In Part 1 of The Young Founder's Playbook, we explored networking as the foundation of entrepreneurship and how to effectively build relationships with mentors, peers, and industry professionals who help shape your journey. Approaching investors is a natural next step in that same relationship-building process.
According to LaunchX Head of Growth Adie Akuffo-Afful, fundraising conversations should feel less like a performance and more like an extension of honest networking. The same principles apply: clarity, humility, and genuine curiosity.
One of the biggest challenges young founders face when speaking with investors is the perception of inexperience. Adie encourages founders to address this directly, not by overcompensating with confidence, but by demonstrating deep understanding. Investors may question your experience, but you can respond with your knowledge to the problem you’re solving.
A founder’s strongest advantage is showing clear insight into the problem space, the people affected by it, and why the solution is uniquely positioned to work. Adie recalls investing in a young founder whose passion, preparation, and deep problem knowledge stood out immediately. These are the qualities that will impress industry experts.
Humility plays a critical role in these conversations. Adie emphasizes that humility does not mean downplaying your vision or ambition. Instead, it means staying honest and transparent throughout the process. If you don’t know the answer to a question, it is absolutely alright to admit and follow up later. Misrepresenting information can quickly damage credibility, especially in investor communities where communication travels fast.
Another powerful way young founders can build credibility is by surrounding themselves with strong advisors. Adie describes experienced advisors as the “kryptonite” to investor bias toward young founders. Having advisors on the team signals that a founder is open to feedback, willing to learn, and supported by people with real domain expertise. For those looking to invest in your venture, this demonstrates maturity and coachability - two qualities that matter as much as the idea itself.

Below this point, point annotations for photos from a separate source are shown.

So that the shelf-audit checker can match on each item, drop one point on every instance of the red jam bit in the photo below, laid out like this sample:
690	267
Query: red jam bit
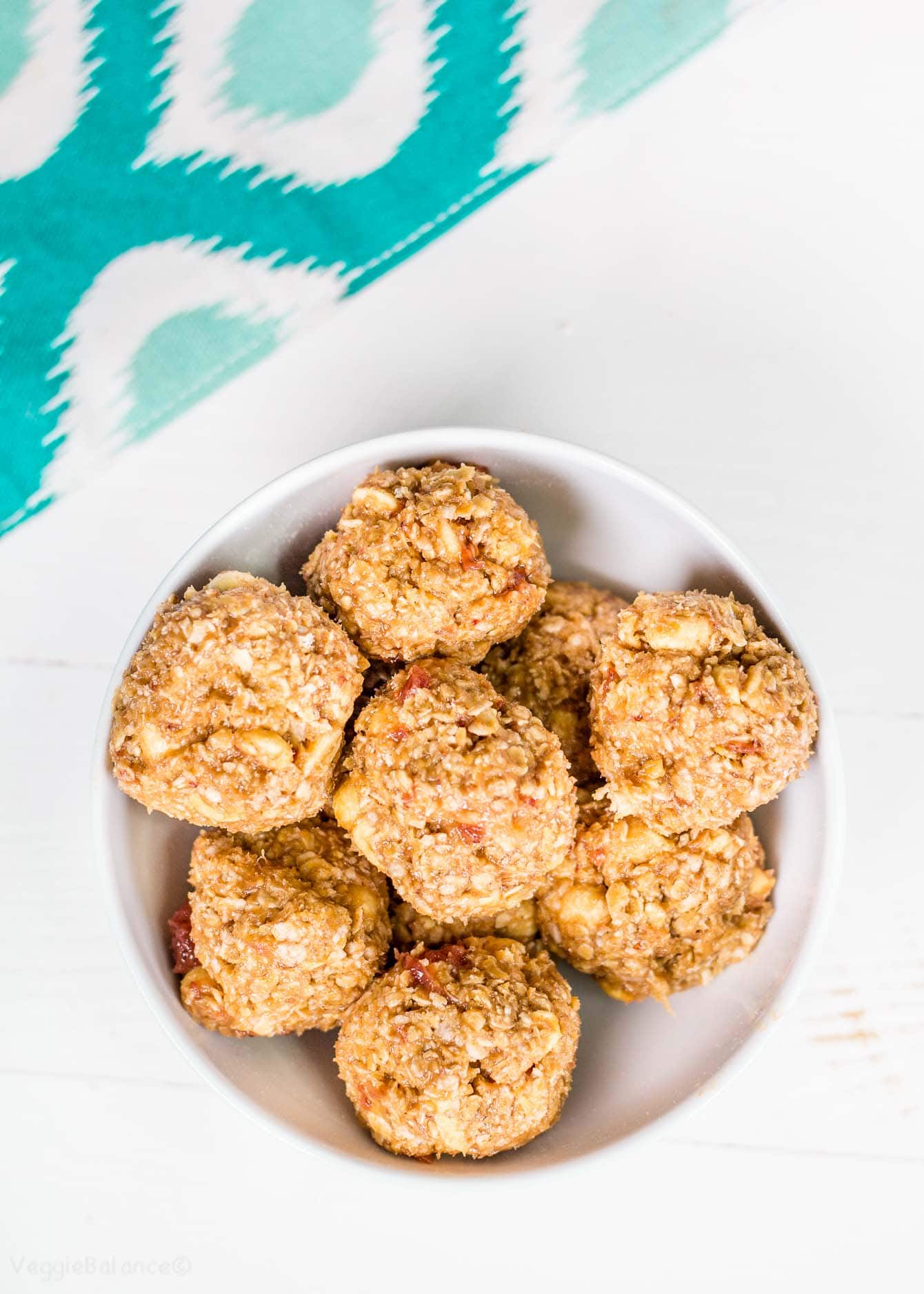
181	941
469	557
454	954
472	833
417	677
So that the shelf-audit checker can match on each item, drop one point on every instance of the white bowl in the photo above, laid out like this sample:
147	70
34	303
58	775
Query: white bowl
637	1065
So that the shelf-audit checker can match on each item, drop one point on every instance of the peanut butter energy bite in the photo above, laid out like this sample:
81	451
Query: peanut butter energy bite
462	1050
462	799
285	929
410	927
232	709
650	914
548	666
430	562
696	715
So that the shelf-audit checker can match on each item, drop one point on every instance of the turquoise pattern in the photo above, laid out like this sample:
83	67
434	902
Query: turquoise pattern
14	39
110	193
298	57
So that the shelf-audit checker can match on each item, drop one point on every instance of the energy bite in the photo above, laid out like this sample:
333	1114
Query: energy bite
649	914
410	927
285	930
461	1050
462	799
696	715
232	709
548	666
431	561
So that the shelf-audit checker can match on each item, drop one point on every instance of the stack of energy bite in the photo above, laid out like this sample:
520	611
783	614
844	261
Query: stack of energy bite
530	766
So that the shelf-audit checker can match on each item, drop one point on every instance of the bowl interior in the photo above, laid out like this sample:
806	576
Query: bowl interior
636	1064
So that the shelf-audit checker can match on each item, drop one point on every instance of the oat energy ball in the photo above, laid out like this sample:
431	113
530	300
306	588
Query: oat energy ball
430	562
463	800
649	914
232	709
696	715
548	666
289	927
410	927
461	1050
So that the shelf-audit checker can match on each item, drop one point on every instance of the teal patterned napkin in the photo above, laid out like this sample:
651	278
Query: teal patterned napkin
185	184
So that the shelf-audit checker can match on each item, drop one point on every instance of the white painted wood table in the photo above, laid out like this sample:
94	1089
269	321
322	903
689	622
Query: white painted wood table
723	286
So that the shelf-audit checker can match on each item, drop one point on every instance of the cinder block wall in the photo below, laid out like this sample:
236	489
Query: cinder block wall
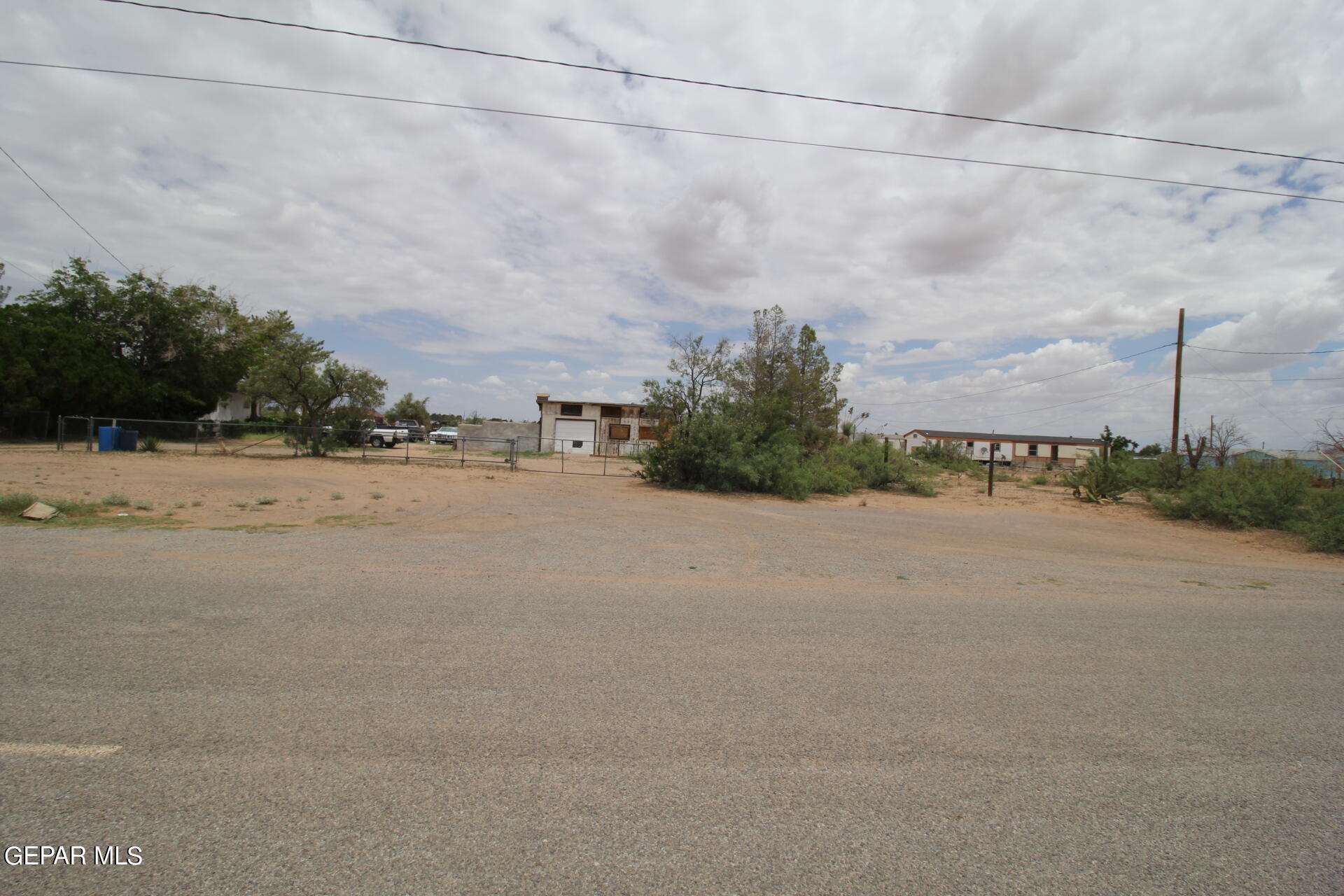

Just like networking, investor relationships develop over time. A single meeting rarely leads to funding, but it can lead to feedback, introductions, and future opportunities. Founders who approach investor conversations with curiosity instead of pressure often build stronger long-term relationships.
Ultimately, approaching investors is not about convincing someone to believe in you overnight. It’s about continuing the relationship-building process that networking begins, by showing up prepared, staying transparent, and demonstrating a genuine commitment to learning and solving meaningful problems.
For young founders, fundraising isn’t separate from networking. It’s simply networking with greater clarity of purpose.